The way election tallies were reported changed in 2020. Prior to 2020, only Total counts are provided. In the 2020 and 2024 elections, some states provide breakdowns by voting method (e.g. absentee, provisional), but the nomenclature varies by state.

modes = {}

modes['state'] = []
for year in range(2000,2025, 4):
    modes[str(year)] = []
        
for state in elec_df['state_po'].unique():
    modes['state'].append(state)
    
    for year in range(2000, 2025, 4):
        modes[str(year)].append(elec_df.query("state_po == @state and year==@year")['mode'].unique())
   
voting_modes = pd.DataFrame(modes)
voting_modes.tail(10)
state 2000 2004 2008 2012 2016 2020 2024
41 SD [TOTAL] [TOTAL] [TOTAL] [TOTAL] [TOTAL] [TOTAL] [TOTAL VOTES, VOTE CENTER]
42 TN [TOTAL] [TOTAL] [TOTAL] [TOTAL] [TOTAL] [TOTAL] [TOTAL VOTES]
43 TX [TOTAL] [TOTAL] [TOTAL] [TOTAL] [TOTAL] [TOTAL] [nan, EARLY VOTING, TOTAL VOTES]
44 UT [TOTAL] [TOTAL] [TOTAL] [TOTAL] [TOTAL] [EARLY, ELECTION DAY, MAIL, TOTAL] [nan]
45 VT [TOTAL] [TOTAL] [TOTAL] [TOTAL] [TOTAL] [TOTAL] [nan]
46 VA [TOTAL] [TOTAL] [TOTAL] [TOTAL] [TOTAL] [ABSENTEE, ELECTION DAY, PROVISIONAL] [TOTAL VOTES]
47 WA [TOTAL] [TOTAL] [TOTAL] [TOTAL] [TOTAL] [TOTAL] [nan]
48 WV [TOTAL] [TOTAL] [TOTAL] [TOTAL] [TOTAL] [TOTAL] [nan]
49 WI [TOTAL] [TOTAL] [TOTAL] [TOTAL] [TOTAL] [TOTAL] [nan]
50 WY [TOTAL] [TOTAL] [TOTAL] [TOTAL] [TOTAL] [TOTAL] [nan]

Clues#

Below are 7 questions of increasing difficulty. Each answer is numeric. Find the answers and assign the value to the corresponding variable in the Answers section below. The secret messages are clues to a fictitious scientific breakthrough that purportedly happened today.
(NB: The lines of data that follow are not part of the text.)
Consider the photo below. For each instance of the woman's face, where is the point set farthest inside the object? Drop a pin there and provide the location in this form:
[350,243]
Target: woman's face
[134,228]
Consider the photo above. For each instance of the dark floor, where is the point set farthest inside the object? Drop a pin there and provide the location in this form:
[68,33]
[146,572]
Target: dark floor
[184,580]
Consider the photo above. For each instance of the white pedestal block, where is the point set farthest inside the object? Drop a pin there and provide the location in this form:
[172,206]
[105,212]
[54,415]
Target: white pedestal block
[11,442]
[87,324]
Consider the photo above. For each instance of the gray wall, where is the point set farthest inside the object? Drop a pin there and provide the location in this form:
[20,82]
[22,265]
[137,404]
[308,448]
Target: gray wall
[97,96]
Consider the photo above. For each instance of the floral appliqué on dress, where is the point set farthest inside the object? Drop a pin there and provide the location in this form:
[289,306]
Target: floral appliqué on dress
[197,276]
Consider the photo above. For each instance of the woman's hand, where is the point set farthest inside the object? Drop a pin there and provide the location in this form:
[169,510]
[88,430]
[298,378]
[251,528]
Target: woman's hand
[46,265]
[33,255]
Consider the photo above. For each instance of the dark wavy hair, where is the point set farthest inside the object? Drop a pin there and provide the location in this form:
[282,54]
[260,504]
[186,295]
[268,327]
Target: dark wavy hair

  • a. What number is in the row with index 189 under the column ‘candidatevotes’?

  • b. How many different counties are tabulated in this dataset?
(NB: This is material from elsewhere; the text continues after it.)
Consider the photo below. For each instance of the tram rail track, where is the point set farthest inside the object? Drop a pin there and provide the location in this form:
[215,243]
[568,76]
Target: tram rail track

  • c. What is the county_fips code for the alphabetically last county in Pennsylvania?

  • d. In 2024, how many election day (not mail-in or provisional) votes did DJT get in Adams County, PA?

  • e. How many more votes were cast in PA in the 2020 election than the 2016 election?

  • f. In the 2000 election, by how many votes did the Republican party win Florida?

  • g. Rounded to the nearest percentage point, what was the Republican lean of Adams County in 2020?

# Here's a for example

a = elec_df['candidatevotes'].iloc[189]
a
np.int64(17084)
Hide code cell source
import numpy as np

def decode_word(codestr, ans):
    np.random.seed(ans)
    number = np.random.randint(0, 1000000000)
    
    numberstr = str(number)
    decoded = ''
    while codestr:
        code = int(codestr[0:3])
        num = numberstr[0]     

        char = chr(code - (int(num)+1)*ord(num))
        decoded += char
        
        try:
            codestr = codestr[3:]
        except:
            pass
        
        if len(numberstr) == 1:
            continue
        else:
            numberstr = numberstr[1:]
        
    return decoded

def decode_message(encoded_message, ans_list):
    code_list = encoded_message.split()
    word_list = []
    for code, ans in zip(code_list, ans_list):
        try:
            word_list.append(decode_word(code, ans))
        except:
            word_list.append('_' * int(len(code)/3))
            
    return ' '.join(word_list)
a = 17084
b = 2
c = 3
d = 4
e = 5
f = 6
g = 7

secret_message_a = '390495152144 462308199314 269422551417375 290309197479 584684671319423198605158164111 644479264684439 580671323423619633'
secret_message_b = '591674305432605 689479189684419 607681675314421142 323305 250429550417376 488305199304 432489145198375196'

ans = [a, b, c, d, e, f, g]

message_a = decode_message(secret_message_a, ans)
message_b = decode_message(secret_message_b, ans[::-1])

print(f'Quote 1: {message_a}')
print(f'Quote 2: {message_b}')
Quote 1: Huh. ____ _____ ____ __________ _____ ______
Quote 2: _____ _____ ______ __ _____ ____ roads.